29. September 2023

Geplante Gesetzesänderungen

Eine EU-Richtlinie macht Änderungen bei der Elternkarenz, der Elternteilzeit, der Pflegefreistellung und in einigen anderen Bereichen erforderlich (Richtlinie (EU) 2019/1158 zur Vereinbarkeit von Beruf und Privatleben für Eltern und pflegende Angehörige).

Ein kürzlich im Parlament eingebrachter Initiativantrag sieht folgende Maßnahmen vor:

  • zwei unübertragbare Monate Karenz pro Elternteil, weshalb Anspruch auf volle Karenzdauer nur noch bei Karenzteilung oder Alleinerziehern besteht;
  • Erweiterung der Pflegefreistellung;
  • Erweiterung des Diskriminierungsschutzes im Gleichbehandlungsgesetz;
  • Verdoppelung des Familienzeitbonus

Das Parlament wird die Gesetzesnovelle im Anschluss an die Begutachtungsphase voraussichtlich im Herbst beschließen, wobei das In-Kraft-Treten rückwirkend mit 01.08.2023 geplant ist.

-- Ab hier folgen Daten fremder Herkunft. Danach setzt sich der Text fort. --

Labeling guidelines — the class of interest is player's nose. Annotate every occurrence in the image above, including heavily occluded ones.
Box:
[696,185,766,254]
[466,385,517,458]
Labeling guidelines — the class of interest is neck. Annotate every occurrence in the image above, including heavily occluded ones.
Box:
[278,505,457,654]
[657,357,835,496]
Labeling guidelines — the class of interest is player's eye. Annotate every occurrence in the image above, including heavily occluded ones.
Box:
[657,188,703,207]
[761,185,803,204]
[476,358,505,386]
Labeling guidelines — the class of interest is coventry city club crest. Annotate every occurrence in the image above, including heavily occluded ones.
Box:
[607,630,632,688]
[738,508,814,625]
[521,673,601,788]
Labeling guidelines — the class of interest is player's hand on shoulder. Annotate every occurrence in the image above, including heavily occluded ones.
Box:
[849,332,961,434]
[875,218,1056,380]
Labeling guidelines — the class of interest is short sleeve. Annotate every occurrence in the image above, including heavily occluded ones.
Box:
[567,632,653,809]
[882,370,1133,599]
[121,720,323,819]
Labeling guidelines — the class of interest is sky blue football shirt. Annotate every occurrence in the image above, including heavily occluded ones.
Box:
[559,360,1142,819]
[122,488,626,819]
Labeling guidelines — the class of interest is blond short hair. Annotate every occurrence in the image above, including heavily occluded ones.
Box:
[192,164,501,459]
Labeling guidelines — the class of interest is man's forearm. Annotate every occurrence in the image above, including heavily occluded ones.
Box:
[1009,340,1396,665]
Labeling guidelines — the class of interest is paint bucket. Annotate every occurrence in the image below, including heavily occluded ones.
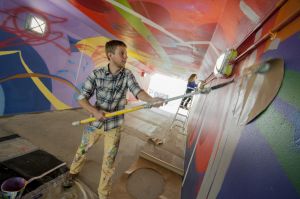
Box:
[1,177,26,199]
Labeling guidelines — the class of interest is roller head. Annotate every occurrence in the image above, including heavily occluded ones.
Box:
[72,121,80,126]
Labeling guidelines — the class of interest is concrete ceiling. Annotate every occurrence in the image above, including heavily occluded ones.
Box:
[5,0,277,79]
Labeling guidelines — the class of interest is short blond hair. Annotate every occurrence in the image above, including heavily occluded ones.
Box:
[105,40,127,60]
[188,73,197,82]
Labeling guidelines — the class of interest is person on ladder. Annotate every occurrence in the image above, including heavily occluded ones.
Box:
[180,73,198,109]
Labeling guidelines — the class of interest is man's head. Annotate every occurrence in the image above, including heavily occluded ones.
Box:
[105,40,127,68]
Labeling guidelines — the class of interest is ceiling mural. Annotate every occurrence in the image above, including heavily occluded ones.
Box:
[69,0,275,78]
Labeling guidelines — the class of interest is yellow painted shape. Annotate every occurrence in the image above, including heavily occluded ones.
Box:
[76,36,150,66]
[0,51,71,110]
[267,0,300,46]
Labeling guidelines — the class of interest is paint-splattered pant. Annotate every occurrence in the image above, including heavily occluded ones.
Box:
[70,126,121,197]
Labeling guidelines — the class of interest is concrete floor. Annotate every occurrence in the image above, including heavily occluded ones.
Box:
[0,105,185,199]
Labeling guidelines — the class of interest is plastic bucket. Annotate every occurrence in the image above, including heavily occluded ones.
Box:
[1,177,26,199]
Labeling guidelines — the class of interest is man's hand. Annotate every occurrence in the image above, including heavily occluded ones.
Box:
[92,110,106,121]
[150,97,165,107]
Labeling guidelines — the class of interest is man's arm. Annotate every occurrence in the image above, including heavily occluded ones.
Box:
[78,99,106,121]
[137,90,164,107]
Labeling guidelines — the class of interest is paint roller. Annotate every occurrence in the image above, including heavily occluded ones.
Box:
[72,61,271,126]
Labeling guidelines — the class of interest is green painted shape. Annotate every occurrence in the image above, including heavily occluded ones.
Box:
[278,70,300,108]
[114,0,171,68]
[256,106,300,194]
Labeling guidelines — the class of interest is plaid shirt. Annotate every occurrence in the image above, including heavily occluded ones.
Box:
[77,65,142,131]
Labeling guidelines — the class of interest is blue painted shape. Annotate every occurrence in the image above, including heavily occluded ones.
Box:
[68,35,79,52]
[218,123,300,199]
[0,29,52,115]
[272,97,300,147]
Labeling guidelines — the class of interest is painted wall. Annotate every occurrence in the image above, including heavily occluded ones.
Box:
[0,0,149,115]
[182,0,300,199]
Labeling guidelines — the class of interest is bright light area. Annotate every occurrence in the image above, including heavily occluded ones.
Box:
[148,74,187,114]
[27,16,46,34]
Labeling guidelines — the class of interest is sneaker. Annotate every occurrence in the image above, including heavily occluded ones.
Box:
[62,173,77,189]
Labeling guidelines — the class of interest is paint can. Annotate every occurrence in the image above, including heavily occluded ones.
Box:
[1,177,26,199]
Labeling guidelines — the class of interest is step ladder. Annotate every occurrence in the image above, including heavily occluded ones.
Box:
[170,100,192,135]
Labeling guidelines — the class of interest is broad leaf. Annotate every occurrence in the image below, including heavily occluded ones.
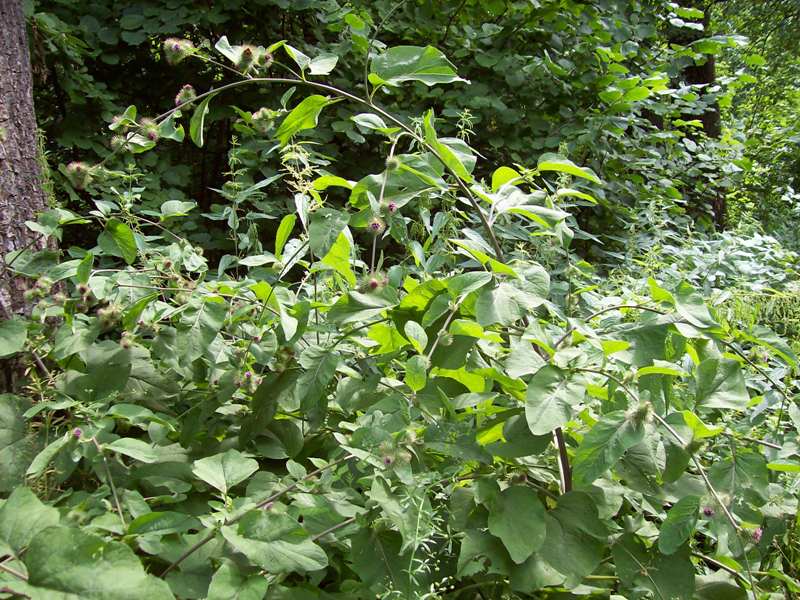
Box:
[489,485,546,564]
[24,527,174,600]
[275,95,334,146]
[97,219,138,265]
[0,318,28,358]
[189,94,216,148]
[0,487,59,556]
[222,511,328,574]
[192,448,258,495]
[369,46,464,86]
[525,365,585,435]
[536,153,602,183]
[573,411,644,485]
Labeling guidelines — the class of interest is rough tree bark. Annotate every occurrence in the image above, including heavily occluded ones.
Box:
[0,0,47,318]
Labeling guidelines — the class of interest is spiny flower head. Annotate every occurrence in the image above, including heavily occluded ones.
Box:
[164,38,194,65]
[66,161,92,190]
[175,83,197,106]
[367,217,386,235]
[139,117,158,142]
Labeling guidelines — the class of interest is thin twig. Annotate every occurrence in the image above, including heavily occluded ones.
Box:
[311,517,356,542]
[92,437,128,529]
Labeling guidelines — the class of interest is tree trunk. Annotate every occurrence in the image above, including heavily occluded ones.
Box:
[668,0,726,230]
[0,0,47,318]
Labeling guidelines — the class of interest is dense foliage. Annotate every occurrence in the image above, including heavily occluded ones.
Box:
[0,0,800,600]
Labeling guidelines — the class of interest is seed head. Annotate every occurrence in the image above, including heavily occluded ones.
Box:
[236,44,258,73]
[164,38,194,65]
[175,83,197,106]
[367,217,386,235]
[251,108,275,135]
[111,135,129,152]
[67,162,92,190]
[139,118,158,142]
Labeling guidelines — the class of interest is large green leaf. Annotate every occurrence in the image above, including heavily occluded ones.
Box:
[0,487,59,556]
[192,448,258,495]
[308,208,350,258]
[0,394,37,492]
[695,358,750,410]
[320,231,356,286]
[423,109,472,183]
[525,365,585,435]
[295,346,339,427]
[97,219,138,265]
[275,95,334,145]
[189,94,216,148]
[536,153,602,183]
[206,560,269,600]
[369,46,464,86]
[573,411,644,485]
[489,485,546,564]
[611,533,695,600]
[222,511,328,574]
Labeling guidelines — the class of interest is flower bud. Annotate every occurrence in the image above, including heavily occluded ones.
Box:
[175,83,197,106]
[164,38,194,65]
[66,162,92,190]
[367,217,386,235]
[251,108,275,135]
[110,135,130,152]
[236,44,258,73]
[139,118,158,142]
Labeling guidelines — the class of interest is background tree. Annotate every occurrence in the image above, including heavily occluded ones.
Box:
[0,0,47,312]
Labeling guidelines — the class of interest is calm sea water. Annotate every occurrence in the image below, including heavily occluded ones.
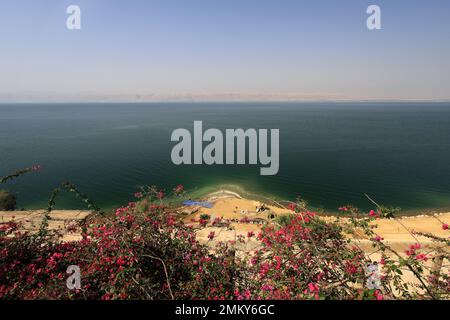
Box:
[0,103,450,211]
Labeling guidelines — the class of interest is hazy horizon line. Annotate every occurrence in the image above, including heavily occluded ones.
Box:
[0,92,450,104]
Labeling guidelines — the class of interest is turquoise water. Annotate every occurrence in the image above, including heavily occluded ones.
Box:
[0,103,450,211]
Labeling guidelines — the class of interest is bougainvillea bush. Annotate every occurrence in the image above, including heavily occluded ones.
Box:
[0,168,450,300]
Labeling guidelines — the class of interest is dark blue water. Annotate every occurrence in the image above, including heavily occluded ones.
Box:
[0,103,450,211]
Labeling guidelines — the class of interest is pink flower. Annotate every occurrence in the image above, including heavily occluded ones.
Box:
[373,290,384,300]
[416,253,428,261]
[288,203,297,211]
[173,184,184,193]
[372,235,384,242]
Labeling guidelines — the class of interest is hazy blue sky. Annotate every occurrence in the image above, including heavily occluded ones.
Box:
[0,0,450,101]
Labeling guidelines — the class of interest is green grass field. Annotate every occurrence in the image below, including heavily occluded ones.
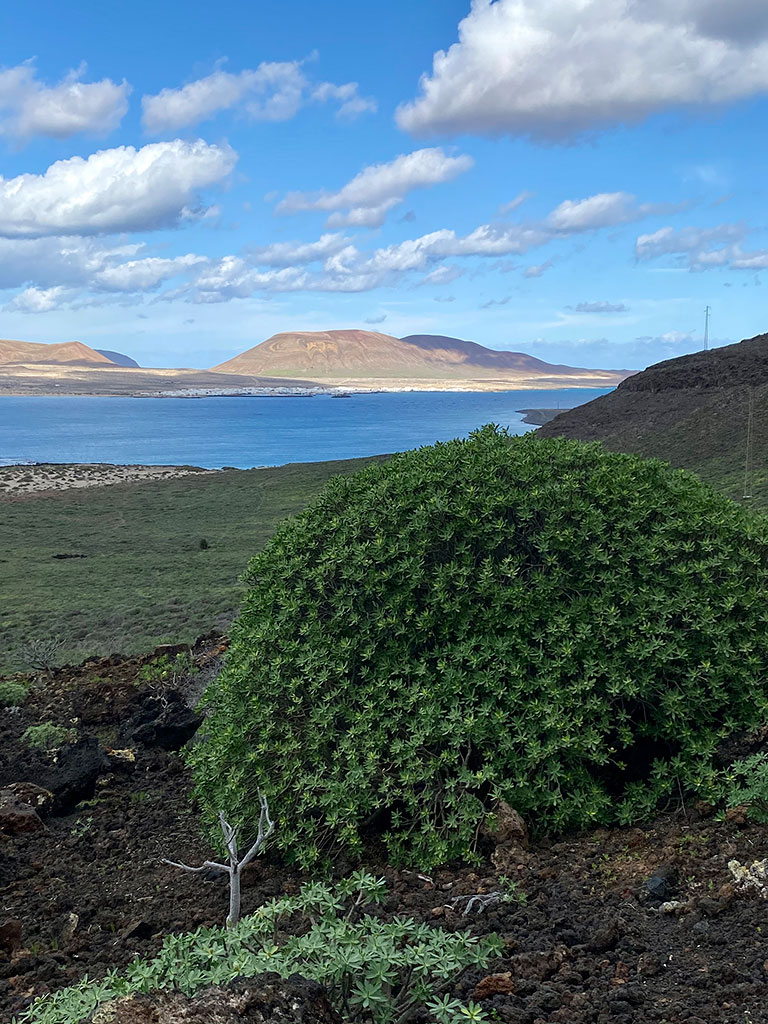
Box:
[0,456,386,671]
[0,450,768,672]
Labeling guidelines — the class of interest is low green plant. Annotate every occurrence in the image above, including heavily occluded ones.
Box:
[16,871,503,1024]
[188,427,768,869]
[138,650,200,684]
[22,722,77,751]
[726,754,768,823]
[0,679,27,708]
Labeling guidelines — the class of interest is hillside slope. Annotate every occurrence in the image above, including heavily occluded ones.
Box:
[0,340,113,367]
[213,331,628,386]
[94,348,138,368]
[540,334,768,504]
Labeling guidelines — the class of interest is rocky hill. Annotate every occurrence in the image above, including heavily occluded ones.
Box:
[95,348,138,368]
[0,340,114,366]
[213,331,629,386]
[540,334,768,499]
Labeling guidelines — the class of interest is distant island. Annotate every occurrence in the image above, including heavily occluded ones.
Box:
[0,330,634,397]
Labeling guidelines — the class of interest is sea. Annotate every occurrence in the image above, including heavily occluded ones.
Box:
[0,388,611,469]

Nachfolgend haben wir Ihnen die wichtigsten für die Praxis bedeutsamen Änderungen kompakt zusammengefasst:

1. Änderungen im Mutterschutzgesetz und Väter-Karenzgesetz

Die Gesetzesänderungen sollen laut dem Entwurf für Geburten (Adoptionen, Inpflegenahmen) rückwirkend mit 01.08.2023 anwendbar sein.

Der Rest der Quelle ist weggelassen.